None of this has anything to do with Bennett’s treatment. However, two of the most prominent newspapers in the United States decided to report on a crime that Bennett committed when he was 22 years old. the Mail I reported it first, apparently based on members of the Shoemaker family who contacted them and complained about the transplant. Shoemaker’s sister, Leslie Shoemaker Downey, is not happy that Bennett received this life-saving treatment.
“[Bennett] She went on and lived a good life.” Mail. “Now he has a second chance with a new heart–but I hope, in my mind, you’ve gone to a deserving recipient.”
It’s totally normal for Downey to feel as though this is totally unfair, given her deep personal connection to Bennett’s crime. We shouldn’t be judging Downey here. But how do you feel it should have no effect on Bennett’s medical treatment, and it’s irresponsible for this mainstream media to suggest there’s some kind of controversy.
the MailEvoking Downey’s feelings as a news hook, he makes a totally bizarre (and frankly press-charged) pivot to the story to show that more than 100,000 Americans are waiting for transplants and 17 people dying every day are waiting. the Mail “Faced with this shortage, it may seem inconceivable to some families that those convicted of violent crimes be given life-saving measures that so many desperately need,” he adds.
But Bennett wasn’t on that waiting list in the first place because he wasn’t eligible. He did not snatch a human heart from a more “deserving” person, whatever that might mean morally or ethically. He got a pig’s heart in a groundbreaking and dangerous surgery that could have killed him – and to be clear, may still. No one in this waiting list is disqualified Any thing Because of Bennett’s surgery. (New York times He notes this important fact five paragraphs from the bottom of his story.)

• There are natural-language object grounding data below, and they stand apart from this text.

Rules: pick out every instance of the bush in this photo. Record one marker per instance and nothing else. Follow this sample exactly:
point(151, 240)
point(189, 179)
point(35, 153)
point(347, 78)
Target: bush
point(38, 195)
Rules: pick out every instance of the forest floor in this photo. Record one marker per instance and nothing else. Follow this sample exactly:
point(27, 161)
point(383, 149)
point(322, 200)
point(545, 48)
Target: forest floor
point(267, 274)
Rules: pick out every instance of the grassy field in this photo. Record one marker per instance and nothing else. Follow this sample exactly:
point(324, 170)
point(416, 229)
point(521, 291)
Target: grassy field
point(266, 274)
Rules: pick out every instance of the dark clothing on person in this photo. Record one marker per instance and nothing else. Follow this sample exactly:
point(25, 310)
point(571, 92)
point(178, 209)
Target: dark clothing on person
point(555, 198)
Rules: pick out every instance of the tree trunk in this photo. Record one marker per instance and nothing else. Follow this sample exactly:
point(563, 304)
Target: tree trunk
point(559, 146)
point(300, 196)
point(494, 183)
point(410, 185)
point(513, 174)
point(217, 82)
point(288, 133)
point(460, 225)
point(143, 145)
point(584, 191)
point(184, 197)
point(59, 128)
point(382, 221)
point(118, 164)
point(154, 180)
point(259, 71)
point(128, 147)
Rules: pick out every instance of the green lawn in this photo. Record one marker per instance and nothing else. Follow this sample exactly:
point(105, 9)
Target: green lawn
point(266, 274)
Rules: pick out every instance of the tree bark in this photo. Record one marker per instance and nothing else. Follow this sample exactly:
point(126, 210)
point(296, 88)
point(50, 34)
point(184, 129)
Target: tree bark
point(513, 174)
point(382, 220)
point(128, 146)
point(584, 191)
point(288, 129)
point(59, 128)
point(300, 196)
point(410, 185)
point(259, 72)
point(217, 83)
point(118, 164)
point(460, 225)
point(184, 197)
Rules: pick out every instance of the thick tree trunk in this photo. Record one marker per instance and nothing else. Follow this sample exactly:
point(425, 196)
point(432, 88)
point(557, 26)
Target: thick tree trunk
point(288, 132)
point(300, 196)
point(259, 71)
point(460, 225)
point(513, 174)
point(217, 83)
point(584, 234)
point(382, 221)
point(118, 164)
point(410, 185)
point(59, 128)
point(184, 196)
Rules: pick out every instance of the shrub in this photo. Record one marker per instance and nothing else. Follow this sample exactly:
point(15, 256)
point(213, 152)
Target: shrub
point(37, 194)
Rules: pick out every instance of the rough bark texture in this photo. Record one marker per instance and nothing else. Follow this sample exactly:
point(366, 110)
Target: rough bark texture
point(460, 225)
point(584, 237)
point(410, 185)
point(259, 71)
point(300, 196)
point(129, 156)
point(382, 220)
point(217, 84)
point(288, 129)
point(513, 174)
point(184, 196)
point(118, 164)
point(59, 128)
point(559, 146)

the Mail axes again (as does a file times) to clinicians and bioethicists who all say, largely with one voice, what should not be controversial: We do not divide medical treatment on the basis of the ethical position of the recipient.
Arthur Kaplan, professor of bioethics at New York University, tells Mail. “We are not in the business of separating sinners from saints. Crime is a legal question.”
Confusingly, the Mail Interviewer again to point out that local hospitals have the discretion to decide who to add to waiting lists based on things like history of drug use and whether a prisoner is at risk of infection after surgery. But these are entirely medical decisions and have nothing to do with the moral judgment of whether a patient is “worthy” of treatment. the Mail It seems to suggest that since hospitals have some leeway, there’s some sort of possibility that they can or Must Patients are rated on the basis of moral value.
the Mail He even went so far as to ask the University of Maryland Medical Center if he knew about Bennett’s criminal background. Officials refused to answer.
Can you imagine what would happen if forensic examinations were required for major surgeries? Consider the potential consequences if prioritizing major surgeries is based on compliance with the law rather than purely medical factors.
strange no Washington Post no New York times It even discusses the potential ethical ramifications of this, although times It allows a medical ethics research scientist to ask vaguely, “Where would you draw the line if you chose and chose?”
Bennett’s surgery did not come at the cost of depriving anyone else of life-saving treatment. If he survives, it is likely that the procedure help All of these people are stuck in the transplant waiting list and sometimes die because they can’t find a human heart. This ground-breaking surgery may save other lives because Bennett was willing to risk death.
It’s good that the University of Maryland Medical Center didn’t care about Bennett’s criminal background when he performed this potentially game-changing surgery. It was the right moral choice. only lo Washington Post And New York times Take the time to think more about the ethics of what that they They were doing.